Last week, the state owned Russian energy company Gazprom reached a deal with five other major EU energy companies to construct the Nord-Stream 2 pipeline. The pipeline will lay under the Baltic Sea and it will connect Russia to Germany. Nord-Stream 2 will be one of the longest offshore gas pipelines in the world. However, it will also be one of the EU’s biggest mistakes if it allows the project to proceed.
The EU should halt its deal with Gazprom for several reasons.
First, the Russian owned pipeline project would undermine existing sanctions against the Kremlin and the oligarchs that surrounded President Putin during his annexation of Crimea. If the Nord-Stream 2 can clear its remaining judicial hurdles to begin construction, then the EU will lose a great deal of its leverage and power over Russia. Many of the oligarchs surrounding Putin are also the same people linked to the Russian owned Gazprom Company. Therefore, the EU is weakening its own sanctions against some of the most powerful and influential people in the Kremlin. The result will be a less credible and committed EU to punishing President Putin for his illegal transgressions and annexations in Ukraine.

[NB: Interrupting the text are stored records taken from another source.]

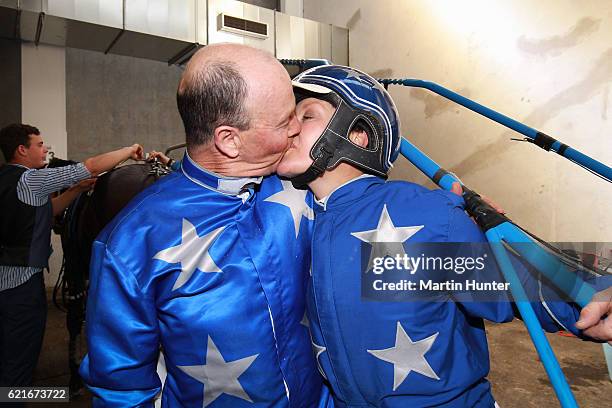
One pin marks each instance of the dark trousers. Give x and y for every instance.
(23, 314)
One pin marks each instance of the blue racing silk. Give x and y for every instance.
(213, 270)
(412, 353)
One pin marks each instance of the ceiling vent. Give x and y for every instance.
(242, 26)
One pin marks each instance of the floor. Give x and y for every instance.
(518, 378)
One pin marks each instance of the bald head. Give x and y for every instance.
(220, 86)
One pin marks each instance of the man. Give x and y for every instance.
(429, 349)
(25, 234)
(211, 261)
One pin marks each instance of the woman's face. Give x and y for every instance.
(314, 115)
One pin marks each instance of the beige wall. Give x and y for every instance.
(43, 79)
(547, 63)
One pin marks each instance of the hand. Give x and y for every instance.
(591, 322)
(456, 188)
(159, 156)
(83, 185)
(137, 152)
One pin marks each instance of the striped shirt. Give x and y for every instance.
(34, 188)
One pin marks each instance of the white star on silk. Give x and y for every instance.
(386, 239)
(295, 200)
(219, 376)
(407, 356)
(192, 253)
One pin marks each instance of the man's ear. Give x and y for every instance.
(227, 140)
(359, 137)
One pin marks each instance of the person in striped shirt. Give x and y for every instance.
(25, 235)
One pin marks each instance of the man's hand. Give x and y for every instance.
(591, 322)
(159, 156)
(456, 188)
(83, 185)
(137, 152)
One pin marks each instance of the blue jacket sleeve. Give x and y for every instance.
(552, 313)
(122, 336)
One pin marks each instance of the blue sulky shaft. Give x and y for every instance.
(539, 138)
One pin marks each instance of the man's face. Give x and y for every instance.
(314, 116)
(273, 124)
(35, 153)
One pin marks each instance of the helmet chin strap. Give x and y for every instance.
(316, 169)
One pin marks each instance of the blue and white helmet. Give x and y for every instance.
(360, 101)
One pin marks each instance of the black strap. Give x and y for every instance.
(544, 141)
(315, 170)
(485, 216)
(562, 149)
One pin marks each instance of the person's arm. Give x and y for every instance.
(106, 161)
(593, 321)
(122, 335)
(63, 200)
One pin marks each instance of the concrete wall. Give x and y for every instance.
(547, 63)
(114, 101)
(86, 103)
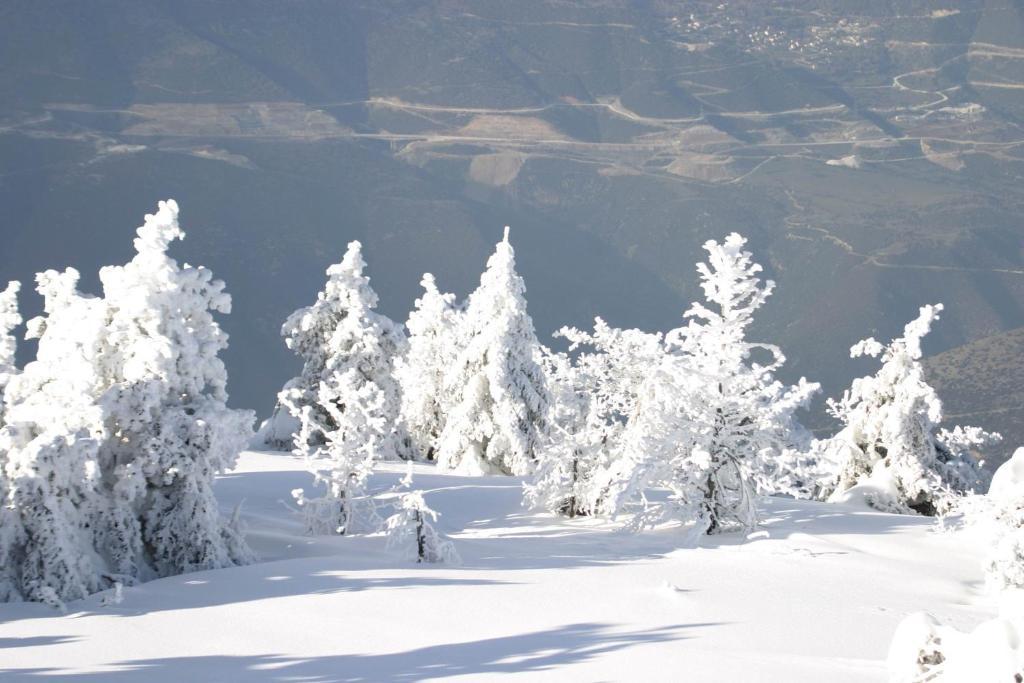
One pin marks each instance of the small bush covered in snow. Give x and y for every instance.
(411, 531)
(924, 650)
(890, 444)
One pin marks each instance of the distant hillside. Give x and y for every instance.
(872, 153)
(983, 383)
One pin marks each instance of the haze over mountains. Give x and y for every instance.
(872, 152)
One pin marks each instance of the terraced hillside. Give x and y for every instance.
(872, 152)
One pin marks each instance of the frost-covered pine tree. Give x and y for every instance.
(411, 531)
(500, 397)
(49, 441)
(594, 389)
(890, 439)
(563, 460)
(432, 347)
(711, 422)
(170, 431)
(347, 400)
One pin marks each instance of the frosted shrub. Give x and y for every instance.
(411, 531)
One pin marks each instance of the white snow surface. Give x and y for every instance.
(815, 594)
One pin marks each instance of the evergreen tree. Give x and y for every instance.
(711, 422)
(890, 438)
(594, 391)
(170, 431)
(500, 397)
(346, 399)
(421, 371)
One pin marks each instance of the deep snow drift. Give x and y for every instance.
(815, 594)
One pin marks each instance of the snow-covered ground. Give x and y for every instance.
(814, 595)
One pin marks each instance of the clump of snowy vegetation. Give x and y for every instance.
(346, 400)
(595, 388)
(923, 650)
(112, 437)
(411, 531)
(891, 450)
(710, 420)
(421, 371)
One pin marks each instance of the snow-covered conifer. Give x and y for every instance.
(48, 452)
(170, 430)
(595, 390)
(500, 397)
(421, 371)
(889, 440)
(346, 399)
(411, 531)
(711, 421)
(560, 477)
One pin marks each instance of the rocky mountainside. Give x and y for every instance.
(873, 153)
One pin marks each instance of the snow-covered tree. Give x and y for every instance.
(500, 397)
(563, 461)
(9, 318)
(711, 422)
(49, 442)
(421, 371)
(998, 518)
(594, 390)
(170, 431)
(411, 531)
(890, 441)
(346, 399)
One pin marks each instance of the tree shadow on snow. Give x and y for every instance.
(543, 650)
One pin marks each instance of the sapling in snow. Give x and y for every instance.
(891, 442)
(411, 531)
(346, 400)
(500, 396)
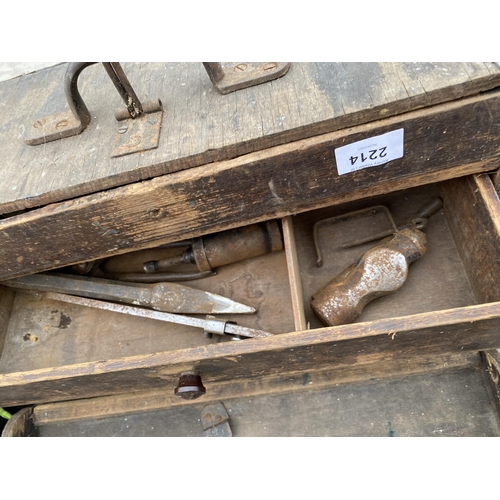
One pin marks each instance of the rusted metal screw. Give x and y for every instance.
(190, 386)
(240, 67)
(269, 66)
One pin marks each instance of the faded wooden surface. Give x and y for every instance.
(201, 126)
(445, 141)
(449, 403)
(473, 209)
(471, 328)
(48, 333)
(432, 313)
(285, 383)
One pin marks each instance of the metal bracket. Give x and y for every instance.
(243, 75)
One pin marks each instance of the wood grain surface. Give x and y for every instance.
(442, 142)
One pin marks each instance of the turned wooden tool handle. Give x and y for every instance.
(379, 271)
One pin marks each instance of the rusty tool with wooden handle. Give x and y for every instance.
(381, 270)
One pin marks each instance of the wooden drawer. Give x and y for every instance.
(449, 306)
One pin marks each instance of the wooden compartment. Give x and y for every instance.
(448, 306)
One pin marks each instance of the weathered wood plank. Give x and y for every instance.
(448, 403)
(472, 328)
(446, 141)
(200, 125)
(284, 383)
(473, 210)
(6, 304)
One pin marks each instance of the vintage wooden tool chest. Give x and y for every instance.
(267, 152)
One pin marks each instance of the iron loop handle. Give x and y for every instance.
(73, 97)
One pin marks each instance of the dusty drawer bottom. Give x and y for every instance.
(448, 305)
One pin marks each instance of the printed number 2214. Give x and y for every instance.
(373, 155)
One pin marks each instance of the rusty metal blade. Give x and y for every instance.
(166, 297)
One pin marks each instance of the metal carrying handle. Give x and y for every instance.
(60, 125)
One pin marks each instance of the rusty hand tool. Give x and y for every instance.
(379, 271)
(210, 324)
(168, 297)
(210, 252)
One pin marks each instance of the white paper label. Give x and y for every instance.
(370, 152)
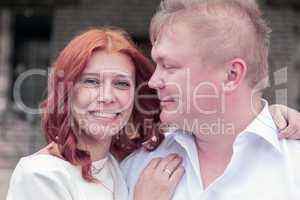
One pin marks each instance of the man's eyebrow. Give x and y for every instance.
(121, 75)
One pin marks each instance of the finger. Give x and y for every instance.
(154, 163)
(173, 164)
(177, 175)
(165, 161)
(290, 130)
(279, 118)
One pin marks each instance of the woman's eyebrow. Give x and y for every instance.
(118, 75)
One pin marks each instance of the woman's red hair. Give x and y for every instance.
(67, 69)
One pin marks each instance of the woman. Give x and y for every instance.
(89, 113)
(92, 110)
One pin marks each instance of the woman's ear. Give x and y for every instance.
(235, 74)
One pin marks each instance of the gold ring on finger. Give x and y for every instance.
(168, 172)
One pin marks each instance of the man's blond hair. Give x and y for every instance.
(227, 29)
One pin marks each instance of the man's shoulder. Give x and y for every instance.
(292, 149)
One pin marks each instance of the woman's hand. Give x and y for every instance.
(159, 179)
(287, 121)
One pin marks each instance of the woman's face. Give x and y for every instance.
(103, 98)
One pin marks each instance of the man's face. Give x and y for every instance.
(188, 89)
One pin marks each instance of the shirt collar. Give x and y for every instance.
(264, 127)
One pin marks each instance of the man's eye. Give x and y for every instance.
(122, 84)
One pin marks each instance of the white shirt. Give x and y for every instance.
(262, 167)
(43, 176)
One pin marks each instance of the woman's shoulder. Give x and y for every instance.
(45, 165)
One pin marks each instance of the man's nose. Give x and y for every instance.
(156, 81)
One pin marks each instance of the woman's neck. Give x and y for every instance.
(98, 149)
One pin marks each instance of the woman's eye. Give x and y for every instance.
(122, 84)
(90, 82)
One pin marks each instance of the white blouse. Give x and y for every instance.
(43, 176)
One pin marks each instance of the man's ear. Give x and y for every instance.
(235, 74)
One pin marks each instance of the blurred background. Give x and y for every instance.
(32, 32)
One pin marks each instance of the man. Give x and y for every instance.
(212, 60)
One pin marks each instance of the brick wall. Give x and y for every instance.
(285, 53)
(134, 16)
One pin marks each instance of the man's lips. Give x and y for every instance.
(164, 102)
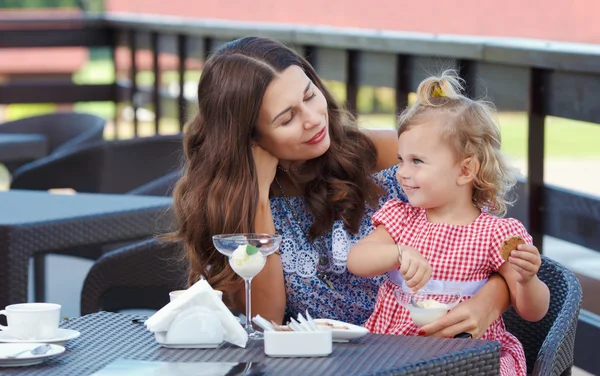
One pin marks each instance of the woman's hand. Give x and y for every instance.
(266, 167)
(414, 267)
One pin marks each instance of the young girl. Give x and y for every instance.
(456, 182)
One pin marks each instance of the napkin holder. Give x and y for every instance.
(290, 344)
(194, 327)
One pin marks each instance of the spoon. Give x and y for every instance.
(40, 350)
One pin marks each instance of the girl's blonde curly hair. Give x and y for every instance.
(471, 129)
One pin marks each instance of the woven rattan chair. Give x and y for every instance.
(138, 276)
(549, 344)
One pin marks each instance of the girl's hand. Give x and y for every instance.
(266, 167)
(414, 267)
(526, 261)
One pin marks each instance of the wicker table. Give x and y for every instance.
(106, 337)
(37, 222)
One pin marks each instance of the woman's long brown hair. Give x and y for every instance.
(219, 191)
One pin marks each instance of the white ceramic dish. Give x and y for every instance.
(298, 344)
(342, 331)
(26, 359)
(61, 338)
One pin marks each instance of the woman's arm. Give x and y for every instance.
(386, 143)
(473, 315)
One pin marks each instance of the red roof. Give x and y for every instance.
(61, 60)
(542, 19)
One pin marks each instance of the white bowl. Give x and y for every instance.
(445, 300)
(298, 344)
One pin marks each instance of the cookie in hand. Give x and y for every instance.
(510, 245)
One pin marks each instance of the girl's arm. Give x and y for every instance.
(529, 295)
(377, 254)
(374, 255)
(473, 315)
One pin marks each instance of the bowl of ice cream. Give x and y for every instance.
(426, 306)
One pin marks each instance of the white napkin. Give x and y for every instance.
(200, 294)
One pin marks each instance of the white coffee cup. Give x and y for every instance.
(175, 294)
(32, 321)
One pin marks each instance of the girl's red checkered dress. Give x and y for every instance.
(455, 253)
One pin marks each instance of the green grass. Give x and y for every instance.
(564, 138)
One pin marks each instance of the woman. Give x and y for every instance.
(271, 151)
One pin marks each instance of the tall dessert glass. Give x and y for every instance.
(247, 255)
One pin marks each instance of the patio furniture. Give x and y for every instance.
(61, 130)
(136, 276)
(549, 343)
(104, 166)
(100, 167)
(106, 337)
(32, 223)
(162, 186)
(19, 147)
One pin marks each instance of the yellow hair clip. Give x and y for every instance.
(438, 92)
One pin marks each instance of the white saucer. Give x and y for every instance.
(61, 338)
(26, 359)
(345, 332)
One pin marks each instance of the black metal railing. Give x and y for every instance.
(543, 79)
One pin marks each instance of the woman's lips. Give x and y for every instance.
(318, 137)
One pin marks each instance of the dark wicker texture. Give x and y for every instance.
(33, 222)
(136, 276)
(549, 344)
(104, 166)
(162, 186)
(106, 337)
(101, 167)
(63, 130)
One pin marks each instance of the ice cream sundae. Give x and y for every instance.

Second, the pipeline will only serve to create greater dependence on cheap Russian energy in Europe, thereby giving Moscow increased leverage over the EU. In the past, Russia has used lucrative energy deals to lure and then manipulate countries into doing business with Kremlin. Akin to an energy addict, Russia supplies cheap natural gas upfront and then raises its price or refuses to provide service to leverage Russian interests. For example, Russia used its cheap supply of energy to inflict harm against Ukraine in 2009, and again in 2014. The Kremlin has also taken similar measures against Belarus, and it controls a disproportionate amount of the oil and gas supplied to many of the European, and central Asian countries as well.
Third, in combination with other pipeline projects such as South Stream, the Kremlin is decoupling its energy interests from its own manufactured conflict in Ukraine. Russia could be simply separating its interests because it fears losing control over the Soyuz and Brotherhood pipelines in Ukraine. However, it is more likely that by constructing alternative pipelines into Europe, Russia can more freely manipulate and cut off energy flows to Ukraine without also affecting its other European customers as well. Once the project is completed, the Kremlin can punish and manipulate Kiev without also disturbing other European countries as the conflict in the Donbas simmers into yet another Russian ‘cold-conflict.’
Russia is very astute in its observance of the greater EU hierarchy. Instead of employing its active measures campaign against every European country on a bilateral basis, Russia is attacking the EU keystone – Germany. It is of little surprise that Nord-Stream 2 is flowing directly into Germany – directly to the EU’s heart and its monetary backbone. The Kremlin will play off Berlin’s desire to be a leader in Europe and it will try to create maximum leverage over Germany as a result. Once Germany begins to export the cheap Russian energy throughout the EU, other countries will become dependent upon Germany in the same manner that Germany is now dependent upon Russia to continue its supply. In Germany’s attempt to remain the EU’s leader and backbone, Berlin will capitulate to Moscow’s demands.